The key finding from Wave One was that standards need to be sector specific. The findings from analysis of the textile and apparel industry showed the importance of being able to verify that material such as cotton or synthetic fibre was sourced from provably sustainable sources. This is likely to be replicated in other sectors as well but with completely different sets of data.
"There are different standards because what is relevant for the textile and apparel sector is not necessarily relevant for the auto sector. There have to be different standards," says Sadarangani. "And because these standards differ from sector to sector, the standards are not consistent, and there are a multitude of them. As part of Wave Two, ICC is looking to put in place a database of various standards that are relevant to different sectors, which could be a very useful repository."
Data and Automation
The two key elements of the application of these new standards to supply chains are the external validation of sustainability and socio-economic claims, and also being able to automate this data. Companies are looking at the best ways to embed both in their operations, firstly by identifying the external accreditation and validation providers that are most relevant to the sector in which they operate, and secondly by including that data into their technology stack. This will be necessary for accessing the increasingly digitised trade finance ecosystems that banks are deploying.
"It is very early days to take a call as to whether or not this is scalable, but the ambition is certainly there," says Sadarangani. "To make this really, truly scalable, it's got to be completely automated to allow straight through processing."

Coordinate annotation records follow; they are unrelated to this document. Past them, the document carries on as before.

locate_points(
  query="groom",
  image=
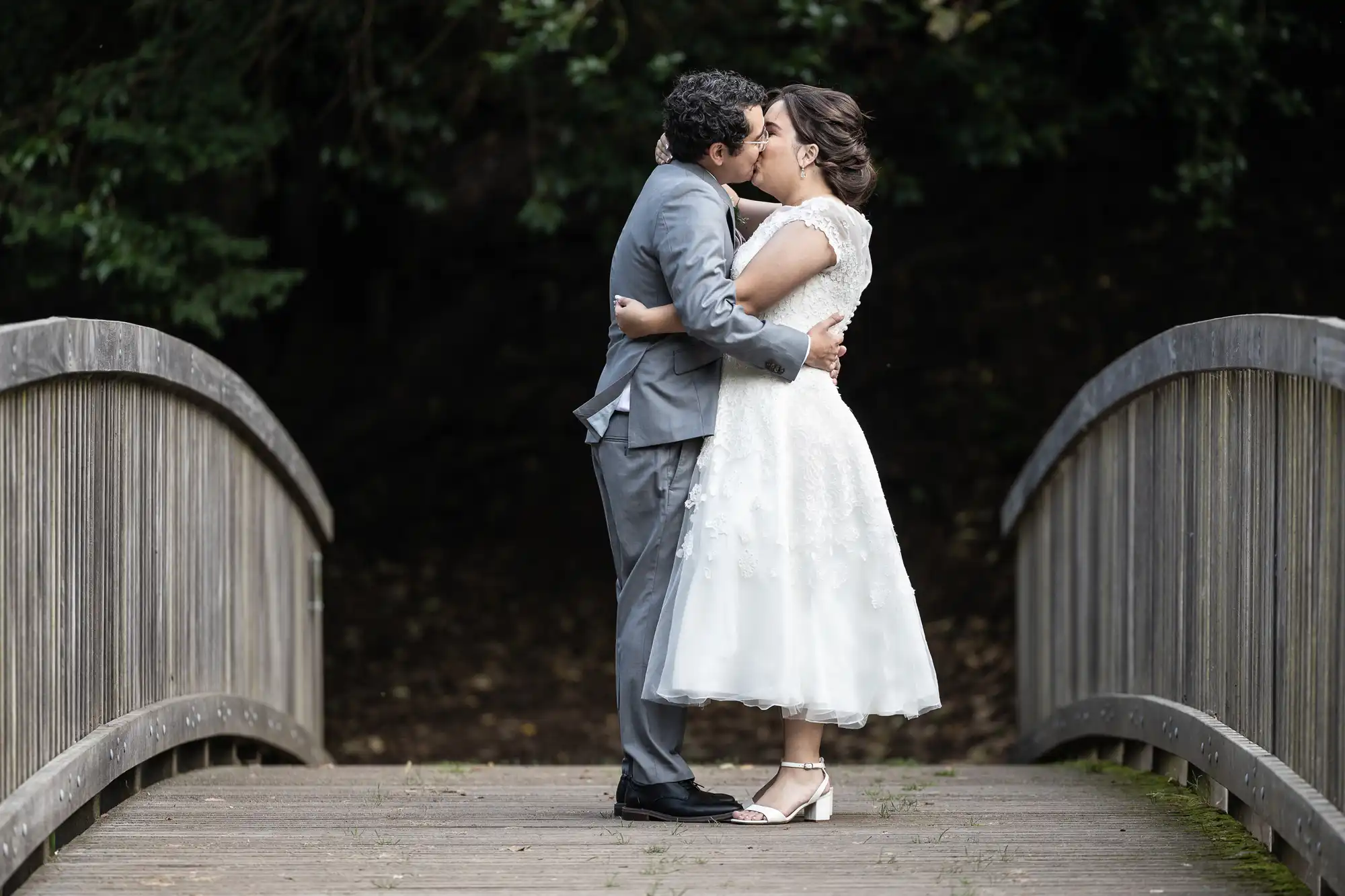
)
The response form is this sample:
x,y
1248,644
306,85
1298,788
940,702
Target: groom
x,y
657,399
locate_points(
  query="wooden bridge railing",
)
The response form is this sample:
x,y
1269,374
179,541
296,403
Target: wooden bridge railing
x,y
1182,575
161,576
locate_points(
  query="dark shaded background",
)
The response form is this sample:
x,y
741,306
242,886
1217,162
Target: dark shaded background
x,y
1031,232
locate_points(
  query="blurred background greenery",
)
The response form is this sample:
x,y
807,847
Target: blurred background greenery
x,y
395,218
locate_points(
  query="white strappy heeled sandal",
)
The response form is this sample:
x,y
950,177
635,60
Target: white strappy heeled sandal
x,y
817,809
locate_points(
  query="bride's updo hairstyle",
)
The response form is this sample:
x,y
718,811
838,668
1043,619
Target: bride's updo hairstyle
x,y
835,123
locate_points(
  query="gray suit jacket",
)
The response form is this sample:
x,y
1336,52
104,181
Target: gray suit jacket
x,y
677,247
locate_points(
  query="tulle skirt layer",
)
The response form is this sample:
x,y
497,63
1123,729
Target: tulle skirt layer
x,y
789,588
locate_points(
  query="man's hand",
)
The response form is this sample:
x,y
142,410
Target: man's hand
x,y
825,348
836,372
631,318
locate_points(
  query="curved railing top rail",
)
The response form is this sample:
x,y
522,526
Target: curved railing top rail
x,y
61,346
1311,348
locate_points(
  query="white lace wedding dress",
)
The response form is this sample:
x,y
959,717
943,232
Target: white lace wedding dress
x,y
789,588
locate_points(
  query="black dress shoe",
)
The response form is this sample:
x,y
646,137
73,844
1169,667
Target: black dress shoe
x,y
681,801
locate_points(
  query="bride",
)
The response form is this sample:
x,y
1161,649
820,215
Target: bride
x,y
789,588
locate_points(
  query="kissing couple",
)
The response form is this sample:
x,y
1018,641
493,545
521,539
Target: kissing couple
x,y
755,555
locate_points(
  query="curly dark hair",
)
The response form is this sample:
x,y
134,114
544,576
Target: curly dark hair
x,y
835,122
707,108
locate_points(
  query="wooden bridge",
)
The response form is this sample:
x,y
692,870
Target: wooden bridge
x,y
1182,610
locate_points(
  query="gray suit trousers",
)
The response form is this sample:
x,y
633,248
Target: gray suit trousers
x,y
645,493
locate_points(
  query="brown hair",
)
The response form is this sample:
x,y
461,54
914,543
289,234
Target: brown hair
x,y
835,123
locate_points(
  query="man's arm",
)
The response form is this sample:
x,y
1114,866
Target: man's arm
x,y
689,241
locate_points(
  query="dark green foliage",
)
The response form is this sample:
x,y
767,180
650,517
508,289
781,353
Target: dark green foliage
x,y
143,143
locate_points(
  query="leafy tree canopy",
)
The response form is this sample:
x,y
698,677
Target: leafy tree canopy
x,y
142,142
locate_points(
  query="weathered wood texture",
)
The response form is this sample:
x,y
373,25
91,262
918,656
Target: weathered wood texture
x,y
146,553
1309,348
41,350
159,537
984,830
1191,546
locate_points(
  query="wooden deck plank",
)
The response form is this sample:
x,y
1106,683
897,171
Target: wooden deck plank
x,y
981,831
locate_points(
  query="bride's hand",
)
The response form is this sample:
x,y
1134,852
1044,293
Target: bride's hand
x,y
633,318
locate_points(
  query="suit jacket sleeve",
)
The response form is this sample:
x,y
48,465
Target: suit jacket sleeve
x,y
689,241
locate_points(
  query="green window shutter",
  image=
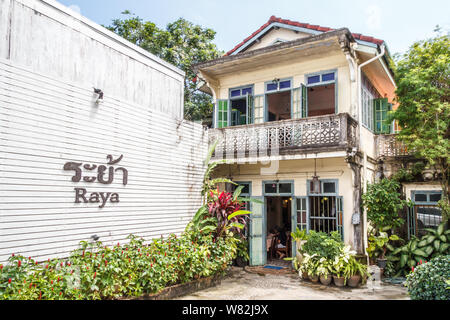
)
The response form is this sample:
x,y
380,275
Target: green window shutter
x,y
296,103
258,109
304,101
222,113
250,111
257,237
381,109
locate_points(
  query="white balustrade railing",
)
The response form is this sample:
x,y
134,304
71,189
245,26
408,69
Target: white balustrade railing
x,y
258,139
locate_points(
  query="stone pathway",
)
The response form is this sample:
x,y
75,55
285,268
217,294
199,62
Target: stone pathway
x,y
287,285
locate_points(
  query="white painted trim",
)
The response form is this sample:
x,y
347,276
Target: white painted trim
x,y
62,14
274,24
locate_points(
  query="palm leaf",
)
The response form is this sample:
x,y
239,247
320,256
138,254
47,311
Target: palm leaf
x,y
238,213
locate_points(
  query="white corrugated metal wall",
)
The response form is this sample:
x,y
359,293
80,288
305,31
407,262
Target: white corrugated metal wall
x,y
47,120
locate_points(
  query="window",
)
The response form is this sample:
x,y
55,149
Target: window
x,y
369,96
426,197
241,92
240,105
327,187
321,93
277,85
277,187
425,213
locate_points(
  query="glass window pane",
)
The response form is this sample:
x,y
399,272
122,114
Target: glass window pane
x,y
314,79
236,93
247,90
246,189
420,197
285,84
285,188
271,86
328,77
435,197
329,187
270,188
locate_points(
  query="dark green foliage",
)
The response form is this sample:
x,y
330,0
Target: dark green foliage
x,y
134,269
322,244
383,203
435,243
423,92
429,281
182,44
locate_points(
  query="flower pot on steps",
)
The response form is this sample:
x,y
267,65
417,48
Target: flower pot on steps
x,y
325,280
353,281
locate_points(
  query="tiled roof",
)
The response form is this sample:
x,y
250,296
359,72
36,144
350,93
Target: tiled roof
x,y
273,19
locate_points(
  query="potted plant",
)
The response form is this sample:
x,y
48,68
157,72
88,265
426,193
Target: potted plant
x,y
339,265
242,256
309,267
324,270
353,272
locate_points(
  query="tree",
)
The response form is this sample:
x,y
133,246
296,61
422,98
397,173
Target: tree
x,y
423,93
182,44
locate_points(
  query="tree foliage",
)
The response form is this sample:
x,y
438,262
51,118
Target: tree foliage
x,y
383,203
182,44
423,93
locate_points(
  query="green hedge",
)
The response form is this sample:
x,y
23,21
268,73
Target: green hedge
x,y
429,281
99,272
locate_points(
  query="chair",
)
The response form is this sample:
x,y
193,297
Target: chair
x,y
272,247
286,249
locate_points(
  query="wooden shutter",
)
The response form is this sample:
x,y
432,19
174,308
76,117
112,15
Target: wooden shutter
x,y
250,111
381,109
296,104
258,106
304,101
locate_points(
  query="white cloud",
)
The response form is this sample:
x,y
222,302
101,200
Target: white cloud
x,y
373,17
75,8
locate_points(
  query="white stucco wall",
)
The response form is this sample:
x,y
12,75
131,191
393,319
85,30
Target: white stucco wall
x,y
48,117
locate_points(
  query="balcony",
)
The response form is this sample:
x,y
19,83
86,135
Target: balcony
x,y
286,137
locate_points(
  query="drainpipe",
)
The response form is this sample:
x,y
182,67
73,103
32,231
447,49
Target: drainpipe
x,y
359,238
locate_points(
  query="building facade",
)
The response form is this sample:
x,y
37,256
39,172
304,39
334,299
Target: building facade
x,y
299,110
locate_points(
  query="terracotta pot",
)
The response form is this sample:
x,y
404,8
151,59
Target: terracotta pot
x,y
339,281
326,280
353,281
381,263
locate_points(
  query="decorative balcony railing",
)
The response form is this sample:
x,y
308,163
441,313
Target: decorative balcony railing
x,y
388,146
285,137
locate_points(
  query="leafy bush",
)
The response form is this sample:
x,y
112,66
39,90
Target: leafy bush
x,y
98,272
431,245
322,244
429,280
382,201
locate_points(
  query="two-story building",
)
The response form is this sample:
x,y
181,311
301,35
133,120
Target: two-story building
x,y
297,110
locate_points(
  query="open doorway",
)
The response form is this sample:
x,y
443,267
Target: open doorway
x,y
321,100
279,106
278,229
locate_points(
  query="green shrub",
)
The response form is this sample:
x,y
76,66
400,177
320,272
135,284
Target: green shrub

Tying sustainability and social standards to the provision of finance is not new. They exist in many corners of the market, such as the Equator Principles for project finance or the Green Bond Principles for the capital markets. Bringing them to bear in the global trade finance market is ambitious, given the greater volume and complexity of participants and transactions.
But arguably, they can have a greater impact given how important trade is to the global economy and a major role in global emissions. Trade finance is also more than just the provision of finance. The use of contingent solutions, such as guarantees and letters of credit, are integral to trade finance. These contingent products are now included in the Green Loan Principles2 as managed by a working group comprising the Loan Market Association, the Loan Syndications and Trading Association, and the Asia Pacific Loan Market Association. The inclusion of contingent products will further expand the reach of the new sustainable trade standards.
It is the first time that the industry is developing principles for sustainable trade. HSBC is working closely with the industry to help shape these standards.